Three things that engaged my head and/or heart this week…
Oprah has a new podcast – Oprah’s SuperSoul Conversations – a personal selection of her interviews with thought-leaders, best-selling authors, spiritual luminaries, as well as health and wellness experts. I’ve listened to the episodes with Brene Brown and Sheryl Sandberg – two women I’ve heard interviewed many times before, but whose messages and insights are worth re-listening to. I’ve also been listening to this podcast as I go to sleep in an attempt to distract myself from my annoying lingering cough!
There is no shortage of relationship advice online, but this post had some useful reminders. Processing my thoughts and feelings through journalling is something that I’ve found enormously helpful and has probably prevented many arguments!
This advice made me reflect on how much of our weekend/leisure time revolves around Miss E (4 years old) and what she wants to do or what we think will make her happy, and resolve to plan more family interactions and outings based on what makes Jason and/or I happy instead!
Will you remember
The crumbs on the kitchen floor
Or the hugs I gave?
Last week my big baby turned 4 so we’ve been enjoying ongoing festivities as we celebrate with family and friends. Each birthday feels like a massive milestone for me as a parent and a real opportunity for reflecting on how our lives have changed and what I’ve learned. Motherhood has transformed me in many many many ways – some which I’m very aware of, and some that I’m sure I’m yet to realise!

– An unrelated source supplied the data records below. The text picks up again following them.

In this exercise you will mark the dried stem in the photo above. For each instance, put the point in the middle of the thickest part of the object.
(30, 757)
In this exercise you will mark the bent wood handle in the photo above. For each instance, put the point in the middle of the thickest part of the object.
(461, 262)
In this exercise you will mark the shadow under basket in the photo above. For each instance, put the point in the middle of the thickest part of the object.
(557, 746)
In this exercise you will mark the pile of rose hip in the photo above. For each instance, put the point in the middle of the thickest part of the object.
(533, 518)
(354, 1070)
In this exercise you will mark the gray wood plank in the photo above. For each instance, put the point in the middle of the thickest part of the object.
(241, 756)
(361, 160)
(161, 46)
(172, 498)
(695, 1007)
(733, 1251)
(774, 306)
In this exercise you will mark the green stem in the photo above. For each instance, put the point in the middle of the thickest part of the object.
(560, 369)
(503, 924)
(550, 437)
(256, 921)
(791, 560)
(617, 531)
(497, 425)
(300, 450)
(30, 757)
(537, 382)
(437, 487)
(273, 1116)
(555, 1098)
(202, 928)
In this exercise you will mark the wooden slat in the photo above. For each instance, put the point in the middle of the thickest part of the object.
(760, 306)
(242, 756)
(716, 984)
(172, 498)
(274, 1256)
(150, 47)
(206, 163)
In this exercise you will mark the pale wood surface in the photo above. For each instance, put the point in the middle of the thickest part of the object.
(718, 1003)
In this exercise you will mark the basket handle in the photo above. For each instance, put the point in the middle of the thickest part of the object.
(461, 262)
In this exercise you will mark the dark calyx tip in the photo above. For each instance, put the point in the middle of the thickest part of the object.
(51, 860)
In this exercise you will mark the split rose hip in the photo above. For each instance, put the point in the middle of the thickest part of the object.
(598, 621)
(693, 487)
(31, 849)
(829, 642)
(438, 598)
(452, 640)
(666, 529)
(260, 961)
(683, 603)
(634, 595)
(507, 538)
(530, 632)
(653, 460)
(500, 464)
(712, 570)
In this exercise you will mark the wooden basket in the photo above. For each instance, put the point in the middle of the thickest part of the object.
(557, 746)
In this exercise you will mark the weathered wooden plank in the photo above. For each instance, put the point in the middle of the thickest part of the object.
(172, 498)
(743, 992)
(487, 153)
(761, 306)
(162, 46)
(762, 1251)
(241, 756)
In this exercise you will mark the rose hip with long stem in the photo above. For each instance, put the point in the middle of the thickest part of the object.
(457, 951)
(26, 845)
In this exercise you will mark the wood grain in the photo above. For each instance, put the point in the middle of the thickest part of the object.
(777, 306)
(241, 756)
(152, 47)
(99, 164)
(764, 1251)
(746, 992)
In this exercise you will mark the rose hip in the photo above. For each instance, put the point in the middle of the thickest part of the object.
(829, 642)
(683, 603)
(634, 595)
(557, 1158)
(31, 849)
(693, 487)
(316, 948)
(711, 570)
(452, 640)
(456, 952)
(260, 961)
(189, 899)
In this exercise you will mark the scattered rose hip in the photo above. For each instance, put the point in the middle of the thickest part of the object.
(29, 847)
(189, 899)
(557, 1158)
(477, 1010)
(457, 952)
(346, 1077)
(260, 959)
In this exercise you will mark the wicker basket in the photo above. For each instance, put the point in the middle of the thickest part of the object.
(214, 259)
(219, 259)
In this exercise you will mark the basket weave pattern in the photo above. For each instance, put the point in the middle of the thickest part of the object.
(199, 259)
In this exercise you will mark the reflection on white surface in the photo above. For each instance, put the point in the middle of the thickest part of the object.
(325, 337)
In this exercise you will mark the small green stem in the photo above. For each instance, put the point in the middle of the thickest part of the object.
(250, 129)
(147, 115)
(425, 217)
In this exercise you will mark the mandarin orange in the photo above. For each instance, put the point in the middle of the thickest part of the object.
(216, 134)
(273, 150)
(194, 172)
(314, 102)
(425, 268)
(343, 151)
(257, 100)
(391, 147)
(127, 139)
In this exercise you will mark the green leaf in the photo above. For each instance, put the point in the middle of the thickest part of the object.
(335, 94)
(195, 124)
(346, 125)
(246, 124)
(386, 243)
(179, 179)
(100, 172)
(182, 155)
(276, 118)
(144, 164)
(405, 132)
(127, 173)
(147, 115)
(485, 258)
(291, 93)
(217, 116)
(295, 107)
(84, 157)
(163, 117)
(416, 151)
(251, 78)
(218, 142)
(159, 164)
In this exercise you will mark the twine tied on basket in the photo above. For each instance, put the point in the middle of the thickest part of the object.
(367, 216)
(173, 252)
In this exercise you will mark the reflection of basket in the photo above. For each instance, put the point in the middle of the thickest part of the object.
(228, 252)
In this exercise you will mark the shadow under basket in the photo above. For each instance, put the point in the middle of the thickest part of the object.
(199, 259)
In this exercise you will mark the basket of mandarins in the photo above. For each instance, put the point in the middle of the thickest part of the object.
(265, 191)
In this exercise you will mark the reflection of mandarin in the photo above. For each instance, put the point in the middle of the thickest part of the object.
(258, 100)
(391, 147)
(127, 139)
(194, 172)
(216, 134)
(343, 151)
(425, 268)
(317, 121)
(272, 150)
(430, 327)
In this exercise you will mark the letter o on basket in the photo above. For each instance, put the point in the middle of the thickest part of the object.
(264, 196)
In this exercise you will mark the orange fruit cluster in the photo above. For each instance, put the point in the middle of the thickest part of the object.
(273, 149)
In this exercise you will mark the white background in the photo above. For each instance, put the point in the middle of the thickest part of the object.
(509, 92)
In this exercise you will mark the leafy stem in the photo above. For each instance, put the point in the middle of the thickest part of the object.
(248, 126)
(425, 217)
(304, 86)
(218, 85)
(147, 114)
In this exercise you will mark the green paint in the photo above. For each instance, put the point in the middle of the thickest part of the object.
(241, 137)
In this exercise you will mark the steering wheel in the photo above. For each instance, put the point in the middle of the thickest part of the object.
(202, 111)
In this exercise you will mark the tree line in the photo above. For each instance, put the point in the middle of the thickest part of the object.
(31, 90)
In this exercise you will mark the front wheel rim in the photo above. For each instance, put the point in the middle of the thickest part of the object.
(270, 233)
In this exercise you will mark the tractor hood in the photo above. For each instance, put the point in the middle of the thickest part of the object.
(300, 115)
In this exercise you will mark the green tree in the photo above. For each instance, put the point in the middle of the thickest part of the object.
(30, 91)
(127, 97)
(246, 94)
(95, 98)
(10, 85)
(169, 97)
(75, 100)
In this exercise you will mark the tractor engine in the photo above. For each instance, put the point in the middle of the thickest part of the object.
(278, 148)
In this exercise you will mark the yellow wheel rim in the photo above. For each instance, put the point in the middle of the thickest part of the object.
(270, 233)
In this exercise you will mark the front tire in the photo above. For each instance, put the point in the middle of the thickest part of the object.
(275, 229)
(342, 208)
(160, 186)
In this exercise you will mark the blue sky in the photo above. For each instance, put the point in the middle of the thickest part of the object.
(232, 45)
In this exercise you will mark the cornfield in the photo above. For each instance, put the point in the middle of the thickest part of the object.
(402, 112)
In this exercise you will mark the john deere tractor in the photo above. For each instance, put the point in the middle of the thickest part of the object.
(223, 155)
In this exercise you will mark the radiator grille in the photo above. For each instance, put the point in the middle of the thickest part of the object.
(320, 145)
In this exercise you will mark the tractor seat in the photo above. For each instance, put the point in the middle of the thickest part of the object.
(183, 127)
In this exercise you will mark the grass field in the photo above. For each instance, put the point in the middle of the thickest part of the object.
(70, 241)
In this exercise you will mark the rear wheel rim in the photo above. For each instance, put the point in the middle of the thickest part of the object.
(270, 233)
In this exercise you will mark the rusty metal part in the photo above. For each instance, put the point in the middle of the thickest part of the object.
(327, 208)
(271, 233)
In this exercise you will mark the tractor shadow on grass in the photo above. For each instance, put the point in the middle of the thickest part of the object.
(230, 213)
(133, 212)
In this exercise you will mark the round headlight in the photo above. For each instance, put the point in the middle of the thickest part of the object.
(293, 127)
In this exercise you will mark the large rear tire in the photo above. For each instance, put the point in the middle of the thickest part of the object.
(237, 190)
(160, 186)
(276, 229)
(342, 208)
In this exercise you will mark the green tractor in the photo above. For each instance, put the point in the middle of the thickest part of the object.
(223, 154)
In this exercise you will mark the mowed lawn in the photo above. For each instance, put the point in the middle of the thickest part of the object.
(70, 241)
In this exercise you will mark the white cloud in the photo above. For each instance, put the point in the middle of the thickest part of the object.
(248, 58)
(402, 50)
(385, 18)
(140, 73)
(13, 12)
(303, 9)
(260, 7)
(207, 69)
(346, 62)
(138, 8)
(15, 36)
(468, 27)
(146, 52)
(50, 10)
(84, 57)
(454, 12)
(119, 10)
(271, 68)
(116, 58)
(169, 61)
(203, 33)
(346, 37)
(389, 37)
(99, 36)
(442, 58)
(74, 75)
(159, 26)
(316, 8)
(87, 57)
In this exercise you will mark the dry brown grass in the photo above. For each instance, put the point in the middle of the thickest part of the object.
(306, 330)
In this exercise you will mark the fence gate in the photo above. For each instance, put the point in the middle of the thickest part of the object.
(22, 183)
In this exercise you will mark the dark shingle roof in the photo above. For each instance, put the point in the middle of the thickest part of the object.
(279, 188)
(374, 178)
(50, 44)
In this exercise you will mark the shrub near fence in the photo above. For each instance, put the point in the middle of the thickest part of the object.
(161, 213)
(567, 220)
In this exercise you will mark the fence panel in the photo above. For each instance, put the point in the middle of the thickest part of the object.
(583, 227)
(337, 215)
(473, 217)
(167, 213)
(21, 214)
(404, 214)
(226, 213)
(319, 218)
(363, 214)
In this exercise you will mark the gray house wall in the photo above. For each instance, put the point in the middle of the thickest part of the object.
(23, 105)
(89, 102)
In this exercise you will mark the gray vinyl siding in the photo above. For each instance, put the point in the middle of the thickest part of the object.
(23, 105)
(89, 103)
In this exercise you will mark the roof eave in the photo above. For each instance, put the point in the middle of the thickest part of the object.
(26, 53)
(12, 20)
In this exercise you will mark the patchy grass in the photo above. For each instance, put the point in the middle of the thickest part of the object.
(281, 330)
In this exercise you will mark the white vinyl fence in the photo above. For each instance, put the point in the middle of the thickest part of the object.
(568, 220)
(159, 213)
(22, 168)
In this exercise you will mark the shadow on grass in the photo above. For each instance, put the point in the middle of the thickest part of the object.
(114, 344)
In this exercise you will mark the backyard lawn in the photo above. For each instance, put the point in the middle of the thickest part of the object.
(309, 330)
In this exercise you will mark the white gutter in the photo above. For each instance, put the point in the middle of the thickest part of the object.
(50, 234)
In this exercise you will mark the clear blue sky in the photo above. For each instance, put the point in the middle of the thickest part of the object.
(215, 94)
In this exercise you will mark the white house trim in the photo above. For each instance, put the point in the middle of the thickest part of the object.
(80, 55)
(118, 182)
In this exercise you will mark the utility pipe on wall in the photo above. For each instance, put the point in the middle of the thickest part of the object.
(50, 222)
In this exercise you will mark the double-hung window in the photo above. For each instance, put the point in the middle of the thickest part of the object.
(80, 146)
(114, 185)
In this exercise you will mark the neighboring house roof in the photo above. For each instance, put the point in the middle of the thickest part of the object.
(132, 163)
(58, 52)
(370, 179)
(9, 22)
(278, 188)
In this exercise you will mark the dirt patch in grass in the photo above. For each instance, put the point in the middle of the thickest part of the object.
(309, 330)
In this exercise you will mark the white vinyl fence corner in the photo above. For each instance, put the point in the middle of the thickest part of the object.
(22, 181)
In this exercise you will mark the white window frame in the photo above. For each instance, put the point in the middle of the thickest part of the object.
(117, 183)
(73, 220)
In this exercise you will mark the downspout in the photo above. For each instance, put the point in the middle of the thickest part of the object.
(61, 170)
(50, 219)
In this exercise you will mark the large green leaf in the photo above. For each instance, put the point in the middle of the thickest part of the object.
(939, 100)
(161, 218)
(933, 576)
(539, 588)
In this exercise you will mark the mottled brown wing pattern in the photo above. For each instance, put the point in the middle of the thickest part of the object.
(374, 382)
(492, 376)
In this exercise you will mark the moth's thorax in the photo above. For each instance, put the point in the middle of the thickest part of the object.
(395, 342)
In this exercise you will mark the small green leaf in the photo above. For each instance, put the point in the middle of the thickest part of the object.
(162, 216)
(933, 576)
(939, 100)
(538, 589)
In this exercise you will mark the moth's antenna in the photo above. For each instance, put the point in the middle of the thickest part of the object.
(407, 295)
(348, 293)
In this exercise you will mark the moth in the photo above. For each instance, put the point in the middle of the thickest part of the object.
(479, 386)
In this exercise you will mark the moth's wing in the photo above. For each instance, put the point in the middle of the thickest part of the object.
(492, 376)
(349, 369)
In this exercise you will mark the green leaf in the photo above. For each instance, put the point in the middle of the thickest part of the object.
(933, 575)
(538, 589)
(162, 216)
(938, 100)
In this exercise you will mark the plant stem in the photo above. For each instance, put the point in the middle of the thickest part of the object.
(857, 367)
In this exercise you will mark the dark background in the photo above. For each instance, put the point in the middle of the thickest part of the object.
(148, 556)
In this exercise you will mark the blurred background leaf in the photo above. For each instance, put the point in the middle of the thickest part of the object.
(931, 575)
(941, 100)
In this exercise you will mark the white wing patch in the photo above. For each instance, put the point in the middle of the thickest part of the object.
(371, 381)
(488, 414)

Just over 4 years ago I attended antenatal classes with a wonderful group of women and their partners. Their friendship and support has been so essential to me as I’ve navigated my way through the uncertainty and challenges of parenthood, and there has honestly not been a week that’s gone by in the last 4 years when I haven’t felt enormous gratitude for having them in my life. I love that Ella has such wonderful ‘aunties’ who have watched her grow up and genuinely care for her, and it’s such a delight for me to do the same for a great bunch of gorgeous kids.
Last week also marked 50 days since our little man arrived. What a ride! He isn’t so keen on napping during the day (but is doing well overnight (and a billion times better than his big sister did) so I definitely won’t complain!) so I’m doing lots of baby-wearing again. When it’s too cold/dark to venture out we’re doing lots of dancing around the house. Thank goodness for Spotify’s Disco Forever playlist. Dancing seems to put him to sleep and calms me down too. Right now we’re bopping to the Have a Great Day playlist. If dancing to Bill Withers’ Lovely Day doesn’t brighten your day a little, I’m not sure what will!